My Year With Proust - Day 113

"But if it was one and the same intelligence which we had, he and I , at our disposal, he must, when he heard me express those ideas, be reminded of them, cherish them, smile upon them, keeping probably, in spite of what I supposed, before his mind's eye, quite a different part of his intelligence than that of which an excerpt had passed into his books, an excerpt upon which I had based my notion of his whole mental universe.  Just as priests, having the widest experience of the human heart, are best able to pardon the sins which they do not themselves commit, so genius, having the widest experience of the human intelligence, can best understand the ideas most directly in opposition to those which form the foundation of its own works.  I ought to have told myself all this (though in fact it is none too consoling a thought, for the benevolent condescension of great minds has as a corollary the incomprehension and hostility of small; and one delivers far less happiness from the amiability of a great writer, which one can find after all in his books, than suffering from the hostility of a woman whom one did not choose for her intelligence but cannot help loving)."
Marcel Proust, Within a Budding Grove, p. 612

Here Proust is reflecting upon another conversation he had with the writer Bergotte, who he both admired and also later befriended.  He is reflecting upon his perception of what he assumes Bergotte is feeling hearing the younger man talk about the writings of the author.
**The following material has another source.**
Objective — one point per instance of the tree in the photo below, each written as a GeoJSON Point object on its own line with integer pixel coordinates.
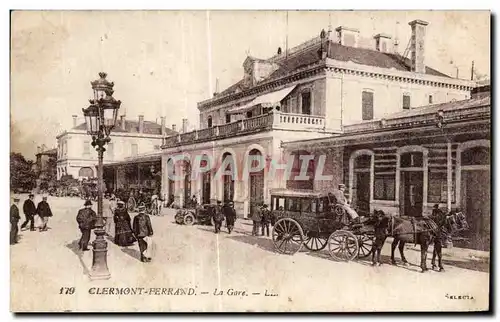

Typically, I find these comments very insightful, and let me approach it in a relatively circuitous and odd fashion (which is also typical).  I have this theory, hardly original, that most of the greatest saints started out as wretched sinners, although I explain it through baseball (most of my theories have as their foundation baseball, which is, along with jazz, the only two things of genius that have their origins in America).  Most of the best baseball managers were pretty unremarkable players; second string catchers from AAA who couldn't hit a curve ball, which left them plenty of time to sit on the bench, pick the brains of the manager, and study the game.  They became great managers partly because they understand how hard the game is, unlike a truly great player who doesn't understand that the answer is not simply to go up in the 9th inning and hit a home run.  It's much the same way with saints, the most forgiving ones are not the ones who never have an impure thoughts, but the ones who understand how challenging life is.

Proust, who is clearly a tad smarter than me, although he never seems to discuss baseball at all, is taking a somewhat similar approach.  He proposes that, "Just as priests, having the widest experience of the human heart, are best able to pardon the sins which they do not themselves commit, so genius, having the widest experience of the human intelligence, can best understand the ideas most directly in opposition to those which form the foundation of its own works."  What I like about this is that he's helping me distinguish between someone who is a genius and someone who is just really damn smart.  Some of the smartest people I know are also the least perceptive and the least tolerant of other opinions.  They have almost a spiked intelligence, that leaves them masters in a very narrow field but seems to leave them perplexed by anything outside of that narrow range.  Maybe what separates our a genius is an expansive fluidity to their intelligence; not only do they see more and are more tolerant of what they're seeing, but they naturally grasp how it all comes together, they see connections that others don't see.